In realtà, la censura consiste nella deduzione di un vizio motivo, come chiaramente risultante dal suo tenore e non già nell’omissione di esame di un fatto storico (invece considerato e valutato, consistendo nel diritto al trattamento retributivo conseguente a quello di assunzione del lavoratore), quanto piuttosto nel procedimento argomentativo a suo supporto: vizio non più denunciabile in base al novellato art. 360 c.p.c., comma 1, n. 5, applicabile ratione temporis (Cass. s.u. 7 aprile 2014, n. 8053; Cass. 10 febbraio 2015, n. 2498; Cass. 21 ottobre 2015, n. 21439).

Il secondo motivo, relativo a violazione e falsa applicazione dei punti 3) e 7) del Verbale di accordo 30 luglio 2009 e dell’art. 36 Cost., erroneamente interpretati sotto il profilo della subordinazione del diritto all’assunzione del lavoratore anche alla sua idoneità fisica, è parimenti inammissibile.
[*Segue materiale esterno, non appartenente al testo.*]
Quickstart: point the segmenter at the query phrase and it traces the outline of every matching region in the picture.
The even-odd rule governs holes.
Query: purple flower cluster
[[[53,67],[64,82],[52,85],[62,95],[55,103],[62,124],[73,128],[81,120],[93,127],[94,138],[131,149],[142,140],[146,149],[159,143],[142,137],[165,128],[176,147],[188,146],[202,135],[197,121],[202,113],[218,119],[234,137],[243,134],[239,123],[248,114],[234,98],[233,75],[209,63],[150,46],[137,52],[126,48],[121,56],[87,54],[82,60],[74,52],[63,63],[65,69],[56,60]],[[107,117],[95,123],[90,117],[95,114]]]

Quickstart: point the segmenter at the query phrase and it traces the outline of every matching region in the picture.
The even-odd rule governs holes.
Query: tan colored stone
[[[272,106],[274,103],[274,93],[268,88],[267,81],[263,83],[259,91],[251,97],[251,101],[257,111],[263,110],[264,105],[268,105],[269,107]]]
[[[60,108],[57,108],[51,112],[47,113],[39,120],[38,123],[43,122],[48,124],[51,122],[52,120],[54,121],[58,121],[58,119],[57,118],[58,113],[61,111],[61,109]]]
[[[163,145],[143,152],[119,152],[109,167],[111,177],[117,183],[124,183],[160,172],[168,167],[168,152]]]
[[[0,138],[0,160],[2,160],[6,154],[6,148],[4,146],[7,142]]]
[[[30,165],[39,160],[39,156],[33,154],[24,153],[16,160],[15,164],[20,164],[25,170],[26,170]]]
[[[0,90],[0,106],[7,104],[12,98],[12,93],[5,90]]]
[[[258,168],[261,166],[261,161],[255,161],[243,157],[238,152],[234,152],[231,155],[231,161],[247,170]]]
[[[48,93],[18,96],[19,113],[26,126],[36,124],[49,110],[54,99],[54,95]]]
La ricorrente ha omesso la deduzione della specifica violazione dei criteri di ermeneutica contrattuale stabiliti dall’art. 1362 c.c. e ss., di portata generale, con la relativa indicazione nel ricorso, a pena d’inammissibilità, delle considerazioni del giudice in contrasto con detti criteri e il testo dell’atto processuale oggetto di erronea interpretazione (Cass. 18 marzo 2014, n. 6226; Cass. 21 febbraio 2014, n. 4205; Cass. 18 aprile 2006, n. 8960).

Essa si è piuttosto limitata all’offerta di una propria interpretazione in contrapposizione a quella giudiziale, senza neppure censurare il decisivo rilievo argomentativo dell’estraneità all’oggetto del giudizio dell’accertamento dei requisiti di idoneità alle mansioni di autista (ultimo capoverso di pg. 10 e primo di pg. 11 della sentenza).
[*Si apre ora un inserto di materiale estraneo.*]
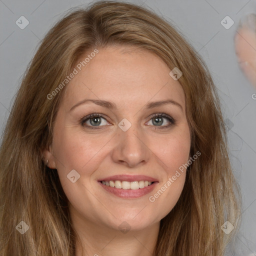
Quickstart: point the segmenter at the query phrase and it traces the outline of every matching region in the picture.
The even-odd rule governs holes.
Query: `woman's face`
[[[44,152],[72,215],[116,230],[158,222],[180,195],[190,157],[182,86],[160,58],[127,47],[98,49],[75,68]]]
Sicchè il motivo risulta anche generico, in violazione della prescrizione dell’art. 366 c.p.c., comma 1, n. 4, che ne esige l’illustrazione, con esposizione degli argomenti invocati a sostegno della decisione assunta con la sentenza impugnata e l’analitica precisazione delle considerazioni che, in relazione al motivo come espressamente indicato nella rubrica, giustificano la cassazione della sentenza: Cass. 22 settembre 2014, n. 19959; Cass. 19 agosto 2009, n. 18421; Cass. 3 luglio 2008, n. 18202).

Dalle superiori argomentazioni discende allora coerente il rigetto del ricorso, senza alcun provvedimento sulle spese (in assenza del difensore del lavoratore vittorioso all’udienza di discussione), ribadita l’inammissibilità, per tardività, del controricorso.

P.Q.M.

La Corte rigetta il ricorso; nulla sulle spese.

Ai sensi del D.P.R. n. 115 del 2002, art. 13, comma 1 quater, dà atto della sussistenza dei presupposti per il versamento, da parte della ricorrente, dell’ulteriore importo a titolo di contributo unificato, pari a quello dovuto per il ricorso, a norma dello stesso art. 13, comma 1 bis.

Così deciso in Roma, il 28 settembre 2016.